The teeth in group 1 served as controls. Following pulpectomy, a cotton pellet was placed and the access cavity closed with a Cavit (3M ESPE, Saint Paul, MN, USA) provisional restoration. For groups 2–4, the canals were dressed with a 50 % (mass fraction) mixture of USP calcium hydroxide powder (Henry Schein, Inc., Melville, NY, USA) and de-ionized, distilled water (Baxter Healthcare Corporation, Deerfield, IL, USA) [9, 33] followed by placement of a cotton pellet and Cavit.

2.3 Methods: Edge Chipping

Following pulpectomy treatment, the controls were edge chipped (day 0). Teeth in groups 2, 3, and 4 were subjected to edge chipping on days 15, 30, and 60, respectively. All experimental teeth were stored in a humidor (37 °C) until tested.

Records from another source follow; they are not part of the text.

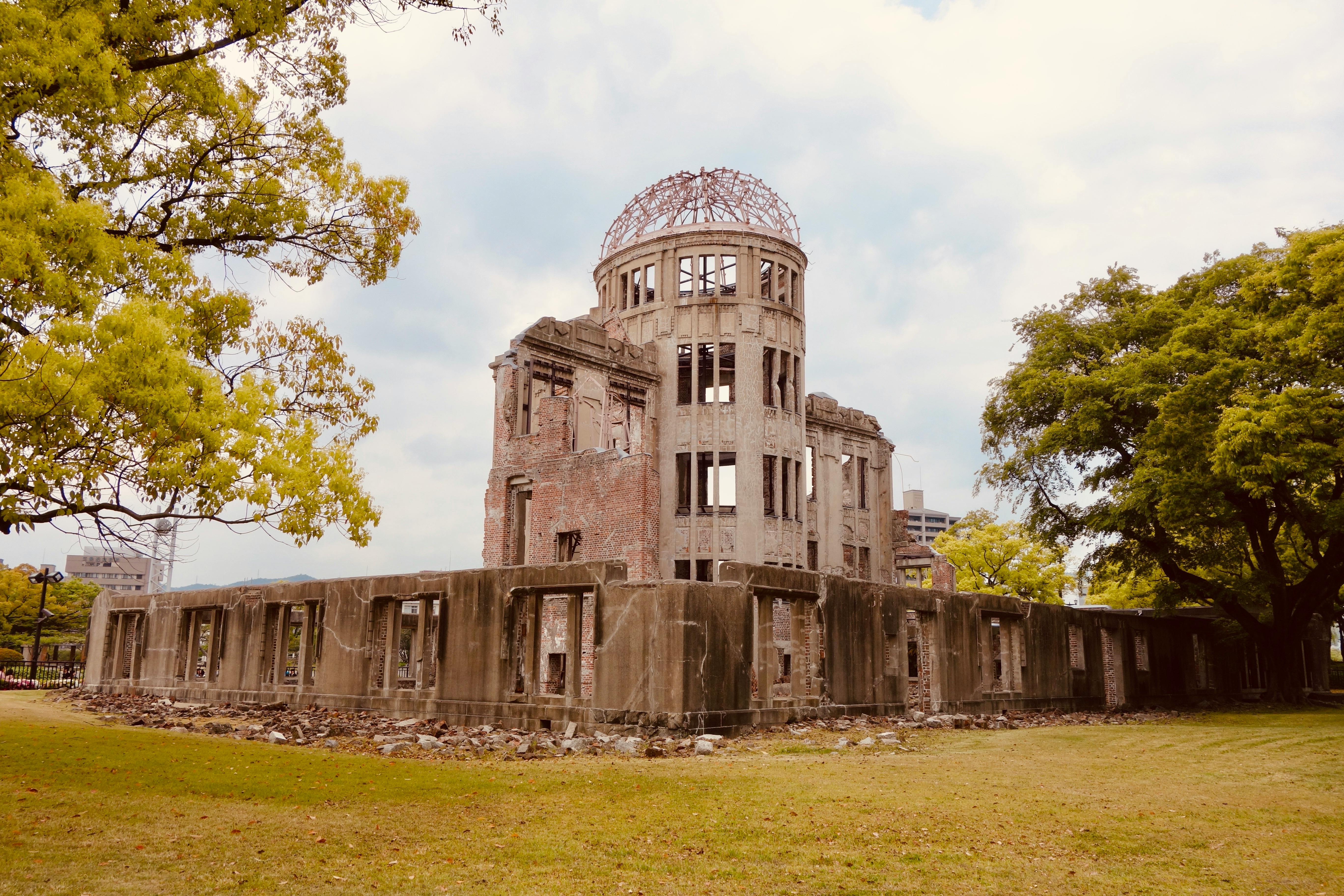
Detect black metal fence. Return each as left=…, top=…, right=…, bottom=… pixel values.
left=0, top=659, right=83, bottom=690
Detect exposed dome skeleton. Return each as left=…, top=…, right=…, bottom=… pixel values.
left=601, top=168, right=800, bottom=258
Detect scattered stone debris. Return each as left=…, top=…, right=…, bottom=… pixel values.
left=50, top=689, right=1196, bottom=760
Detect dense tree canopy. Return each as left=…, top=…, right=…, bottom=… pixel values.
left=0, top=0, right=501, bottom=553
left=933, top=510, right=1074, bottom=603
left=981, top=227, right=1344, bottom=699
left=0, top=563, right=102, bottom=647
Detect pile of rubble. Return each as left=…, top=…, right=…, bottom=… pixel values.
left=54, top=689, right=1190, bottom=760
left=54, top=690, right=731, bottom=759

To prepare teeth for edge chipping, they were embedded in polymethylmethacrylate resin (Plastodent, Inc., Bronx, NY, USA). The acrylic blocks were prepared using a diamond saw (Isomet 1000, Buehler, Lake Bluff, IL, USA) to expose root dentin in the vicinity of the root canals and create the 90 edge required for chipping. Fig. 2a. shows a schematic of the prepared tooth and acrylic block. The exposed dentin surfaces were sequentially polished with 240, 320, 450, and 600 grit sand paper. Each specimen was luted to a metal block using machinist’s wax. Double sided tape was used to secure a prepared specimen-block assembly to the testing platform of an Engineering Systems Model CK 10 edge chipping machine (Nottingham, UK). A conical, diamond scribe indenter (Gilmore Diamond Tools, Attleboro, MA, USA) with a 120° tip angle and a sharp (< 5 μm radius) tip was advanced near the edge of the specimen as shown in Fig. 2b. The load was applied in displacement control with a rate of 1 mm/min and a load cell recorded the force required to produce the chip. Depending on the tooth size, 1 to 5 chips were obtained. Most chips were made in the mid-root region although a few may have been slightly more coronally-located if suitable chips did not form in the mid-root area. In some instances, chips were not formed with the peak indentation load applied since the distance from the edge was too great. A total of thirty five chips in eleven teeth were created. There was insufficient material to obtain valid chips in the 15 day exposed incisor (group 2). A stereo-optical microscope with traveling stage (Model MZ-16, Leica Micro-systems, Wetzlar, Germany) was used to measure the size of the chips to the nearest micrometer as shown in Fig. 3.

Fig. 2.

Fig. 2

Teeth were mounted in polymethylmethacrylate resin and a 90° edge prepared as shown in (a). Samples were luted to a metal block using machinist’s wax. These were attached to the platform of the edge chipping machine, and the stylus advanced until a chip was produced as shown in (b).

Fig 3.

Fig 3

The appearance of a typical edge chip in a view from the top. Note the dent in the tooth structure where the stylus penetrated the surface of the specimen prior to the production of a chip. The edge chip distance was determined microscopically by estimating the distance from the loading point (black dot), to the position of the initial edge.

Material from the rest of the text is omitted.